Cuts may cost jobs in the public sector and parts of the private sector dependent on catering to public sector demand.  But by improving economic confidence and stopping new tax hikes they can boost employment as well.  A recent TPA research note reported results from the Beacon Economic Forecasting model that suggest a programme of lower spending and taxes could deliver higher employment by 2020.

"We reject this malicious vandalism and resolve to campaign for a radical alternative, with the level of determination shown by trade unionists and social movements in Greece and other European countries."

This is the really offensive part of the letter, it endorses a movement in Greece that has included violent riots.  The riots in Greece have achieved nothing.  The country is having to make far sharper cuts than are proposed here and has needed a bailout from the rest of Europe.  But the riots did result in three ordinary workers in a bank branch dying.  Two women - one pregnant - and a man choked to death after a Molotov Cocktail was thrown into the Marfin Bank.

"An alternative budget would place the banks under democratic control,
and raise revenue by increasing tax for the rich, plugging tax
loopholes, withdrawing troops from Afghanistan, abolishing the nuclear
"deterrent" by cancelling the Trident replacement."
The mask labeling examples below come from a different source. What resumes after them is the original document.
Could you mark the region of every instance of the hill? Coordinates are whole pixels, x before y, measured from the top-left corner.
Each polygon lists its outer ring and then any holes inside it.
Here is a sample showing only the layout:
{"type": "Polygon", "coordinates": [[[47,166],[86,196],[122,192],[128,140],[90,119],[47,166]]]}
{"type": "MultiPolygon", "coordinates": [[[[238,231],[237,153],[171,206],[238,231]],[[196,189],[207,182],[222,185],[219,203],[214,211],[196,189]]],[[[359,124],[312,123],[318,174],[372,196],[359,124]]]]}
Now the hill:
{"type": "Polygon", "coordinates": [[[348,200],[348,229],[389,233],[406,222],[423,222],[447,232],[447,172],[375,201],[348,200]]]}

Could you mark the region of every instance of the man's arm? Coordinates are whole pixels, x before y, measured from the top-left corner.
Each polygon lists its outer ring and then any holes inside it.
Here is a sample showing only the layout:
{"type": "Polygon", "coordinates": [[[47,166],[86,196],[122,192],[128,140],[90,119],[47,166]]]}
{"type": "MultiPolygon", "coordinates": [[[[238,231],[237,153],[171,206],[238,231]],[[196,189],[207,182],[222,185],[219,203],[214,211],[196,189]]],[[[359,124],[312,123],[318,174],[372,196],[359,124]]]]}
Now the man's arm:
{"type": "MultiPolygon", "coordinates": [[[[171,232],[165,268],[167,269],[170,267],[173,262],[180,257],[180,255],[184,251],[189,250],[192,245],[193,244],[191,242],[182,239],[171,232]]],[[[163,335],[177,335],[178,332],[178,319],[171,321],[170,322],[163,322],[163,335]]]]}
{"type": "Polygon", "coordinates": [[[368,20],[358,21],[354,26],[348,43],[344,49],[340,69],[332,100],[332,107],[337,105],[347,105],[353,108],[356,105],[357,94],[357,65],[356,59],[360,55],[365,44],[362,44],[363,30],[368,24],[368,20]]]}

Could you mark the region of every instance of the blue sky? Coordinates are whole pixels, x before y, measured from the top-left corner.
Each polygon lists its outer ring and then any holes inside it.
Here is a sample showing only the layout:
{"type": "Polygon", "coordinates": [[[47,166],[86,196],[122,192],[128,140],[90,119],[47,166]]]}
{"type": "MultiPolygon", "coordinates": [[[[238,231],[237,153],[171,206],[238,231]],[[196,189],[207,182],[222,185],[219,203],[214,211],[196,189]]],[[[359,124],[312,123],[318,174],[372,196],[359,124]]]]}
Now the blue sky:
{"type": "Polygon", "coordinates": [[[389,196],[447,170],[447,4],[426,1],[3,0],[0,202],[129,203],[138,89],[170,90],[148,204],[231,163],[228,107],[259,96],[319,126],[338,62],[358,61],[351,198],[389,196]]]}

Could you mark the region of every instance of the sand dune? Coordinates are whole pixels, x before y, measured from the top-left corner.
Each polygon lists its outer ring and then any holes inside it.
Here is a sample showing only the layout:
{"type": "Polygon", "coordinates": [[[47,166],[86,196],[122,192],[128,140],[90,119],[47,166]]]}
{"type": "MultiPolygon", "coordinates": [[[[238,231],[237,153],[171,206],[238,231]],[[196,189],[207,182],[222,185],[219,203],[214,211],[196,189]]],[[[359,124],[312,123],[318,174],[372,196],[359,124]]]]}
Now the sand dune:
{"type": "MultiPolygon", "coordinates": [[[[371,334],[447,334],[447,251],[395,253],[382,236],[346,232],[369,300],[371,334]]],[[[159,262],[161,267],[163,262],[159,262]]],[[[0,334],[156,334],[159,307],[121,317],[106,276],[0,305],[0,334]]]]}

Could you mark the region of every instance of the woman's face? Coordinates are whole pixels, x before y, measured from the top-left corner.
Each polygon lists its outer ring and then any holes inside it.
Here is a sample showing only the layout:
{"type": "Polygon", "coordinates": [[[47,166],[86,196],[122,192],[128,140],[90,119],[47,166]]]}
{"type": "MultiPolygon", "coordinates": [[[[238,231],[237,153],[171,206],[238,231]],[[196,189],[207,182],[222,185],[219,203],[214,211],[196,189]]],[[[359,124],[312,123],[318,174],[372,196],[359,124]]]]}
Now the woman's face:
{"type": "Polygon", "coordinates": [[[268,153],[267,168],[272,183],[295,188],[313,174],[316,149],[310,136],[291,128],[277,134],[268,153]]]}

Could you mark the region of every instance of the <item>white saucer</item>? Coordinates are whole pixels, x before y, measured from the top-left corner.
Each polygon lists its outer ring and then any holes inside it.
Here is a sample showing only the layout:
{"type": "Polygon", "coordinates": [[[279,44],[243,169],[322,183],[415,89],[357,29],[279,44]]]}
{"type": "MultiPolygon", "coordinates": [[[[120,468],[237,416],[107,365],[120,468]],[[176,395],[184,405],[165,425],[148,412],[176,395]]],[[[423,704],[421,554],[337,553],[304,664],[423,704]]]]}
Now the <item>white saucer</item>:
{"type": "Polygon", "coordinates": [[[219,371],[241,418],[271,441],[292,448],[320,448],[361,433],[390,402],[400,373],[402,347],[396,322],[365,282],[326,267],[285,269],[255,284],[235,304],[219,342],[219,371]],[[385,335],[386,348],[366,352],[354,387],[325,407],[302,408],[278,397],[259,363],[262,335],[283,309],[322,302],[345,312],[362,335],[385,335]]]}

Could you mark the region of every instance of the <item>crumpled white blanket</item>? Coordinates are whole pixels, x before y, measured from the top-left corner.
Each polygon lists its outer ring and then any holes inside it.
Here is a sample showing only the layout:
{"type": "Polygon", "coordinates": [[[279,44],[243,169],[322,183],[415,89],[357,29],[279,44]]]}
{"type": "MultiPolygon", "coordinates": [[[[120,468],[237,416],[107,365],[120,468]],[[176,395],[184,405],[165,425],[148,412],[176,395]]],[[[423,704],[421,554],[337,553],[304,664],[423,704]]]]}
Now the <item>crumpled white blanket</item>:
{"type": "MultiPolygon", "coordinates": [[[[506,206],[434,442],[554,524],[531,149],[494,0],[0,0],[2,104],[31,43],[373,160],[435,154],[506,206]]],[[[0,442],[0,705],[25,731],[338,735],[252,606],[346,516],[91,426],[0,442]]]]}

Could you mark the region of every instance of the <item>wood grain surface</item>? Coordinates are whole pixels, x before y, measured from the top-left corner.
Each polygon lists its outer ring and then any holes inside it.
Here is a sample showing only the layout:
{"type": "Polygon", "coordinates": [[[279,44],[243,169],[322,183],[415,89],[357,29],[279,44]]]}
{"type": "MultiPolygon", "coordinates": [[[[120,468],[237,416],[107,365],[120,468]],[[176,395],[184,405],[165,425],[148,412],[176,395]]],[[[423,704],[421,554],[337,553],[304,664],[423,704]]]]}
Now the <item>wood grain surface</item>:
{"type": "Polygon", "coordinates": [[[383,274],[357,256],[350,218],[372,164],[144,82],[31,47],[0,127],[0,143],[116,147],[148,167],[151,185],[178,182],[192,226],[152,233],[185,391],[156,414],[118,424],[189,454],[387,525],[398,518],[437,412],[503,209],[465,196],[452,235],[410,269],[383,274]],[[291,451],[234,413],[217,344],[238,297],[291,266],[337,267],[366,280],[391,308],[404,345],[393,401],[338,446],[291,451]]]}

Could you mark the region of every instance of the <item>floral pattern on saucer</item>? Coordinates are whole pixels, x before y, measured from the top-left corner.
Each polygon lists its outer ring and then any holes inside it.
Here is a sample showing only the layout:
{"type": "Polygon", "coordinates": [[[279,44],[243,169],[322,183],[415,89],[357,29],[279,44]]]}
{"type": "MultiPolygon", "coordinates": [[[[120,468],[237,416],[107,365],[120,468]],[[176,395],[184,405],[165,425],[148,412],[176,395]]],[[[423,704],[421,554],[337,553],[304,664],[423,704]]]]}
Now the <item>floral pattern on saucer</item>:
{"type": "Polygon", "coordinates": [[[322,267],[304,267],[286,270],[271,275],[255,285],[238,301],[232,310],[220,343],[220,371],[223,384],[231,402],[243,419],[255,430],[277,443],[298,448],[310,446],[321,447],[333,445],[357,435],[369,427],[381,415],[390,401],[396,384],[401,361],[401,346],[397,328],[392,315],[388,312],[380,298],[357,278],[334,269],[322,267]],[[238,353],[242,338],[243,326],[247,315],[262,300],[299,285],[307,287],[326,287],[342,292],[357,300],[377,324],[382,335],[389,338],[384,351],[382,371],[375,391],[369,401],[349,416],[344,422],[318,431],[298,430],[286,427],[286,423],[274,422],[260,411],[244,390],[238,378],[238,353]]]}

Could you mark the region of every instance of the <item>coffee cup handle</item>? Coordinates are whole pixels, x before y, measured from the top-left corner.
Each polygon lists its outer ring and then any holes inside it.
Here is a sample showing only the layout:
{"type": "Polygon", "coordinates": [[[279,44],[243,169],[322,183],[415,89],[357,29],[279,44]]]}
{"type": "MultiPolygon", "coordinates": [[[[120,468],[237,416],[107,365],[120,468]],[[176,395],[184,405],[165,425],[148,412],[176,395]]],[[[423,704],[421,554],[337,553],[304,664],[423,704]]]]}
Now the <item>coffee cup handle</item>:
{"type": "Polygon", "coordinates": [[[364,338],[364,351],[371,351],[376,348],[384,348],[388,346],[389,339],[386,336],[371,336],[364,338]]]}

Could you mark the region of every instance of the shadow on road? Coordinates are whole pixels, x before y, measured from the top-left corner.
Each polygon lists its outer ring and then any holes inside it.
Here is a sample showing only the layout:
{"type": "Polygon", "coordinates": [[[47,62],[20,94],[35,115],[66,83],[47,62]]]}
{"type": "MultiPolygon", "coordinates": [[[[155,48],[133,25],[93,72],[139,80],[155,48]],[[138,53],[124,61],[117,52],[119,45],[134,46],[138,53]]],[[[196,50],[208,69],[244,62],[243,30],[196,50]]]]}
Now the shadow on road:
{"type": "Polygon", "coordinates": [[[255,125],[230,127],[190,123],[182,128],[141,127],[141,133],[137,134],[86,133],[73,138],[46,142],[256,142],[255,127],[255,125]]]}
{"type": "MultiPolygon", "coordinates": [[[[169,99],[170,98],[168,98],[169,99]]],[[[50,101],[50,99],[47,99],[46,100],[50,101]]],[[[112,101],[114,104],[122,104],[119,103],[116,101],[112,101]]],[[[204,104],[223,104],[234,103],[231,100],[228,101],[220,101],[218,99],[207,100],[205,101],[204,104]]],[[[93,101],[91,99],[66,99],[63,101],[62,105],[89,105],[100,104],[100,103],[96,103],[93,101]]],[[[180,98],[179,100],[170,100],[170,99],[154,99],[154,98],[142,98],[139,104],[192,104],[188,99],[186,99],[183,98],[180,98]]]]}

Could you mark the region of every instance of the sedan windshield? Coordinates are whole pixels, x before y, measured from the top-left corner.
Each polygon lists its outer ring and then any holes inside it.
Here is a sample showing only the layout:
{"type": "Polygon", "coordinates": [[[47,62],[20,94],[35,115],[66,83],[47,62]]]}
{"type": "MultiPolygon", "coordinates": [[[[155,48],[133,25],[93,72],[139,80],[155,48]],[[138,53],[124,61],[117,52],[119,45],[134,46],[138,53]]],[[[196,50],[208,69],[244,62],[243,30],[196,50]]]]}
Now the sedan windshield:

There are plans for cuts in defence spending already, pulling out of Afghanistan and abandoning the replacement of Trident wouldn't get us close to the amount needed to deal with the fiscal crisis.  Further hiking taxes on the rich tends to lose money, independent forecasters expect the 50p rate to reduce revenue.  And if there were huge amounts of revenue to be had from closing loopholes, do we really think that Governments desperate for revenue over a number of years wouldn't have closed them already?

This letter is a project of dangerous fantasy.  The fact that Mark Serwotka and Bob Crow have signed it shows that some of the unions are not going to be reasonable about necessary cuts.  The Government will need to face them down.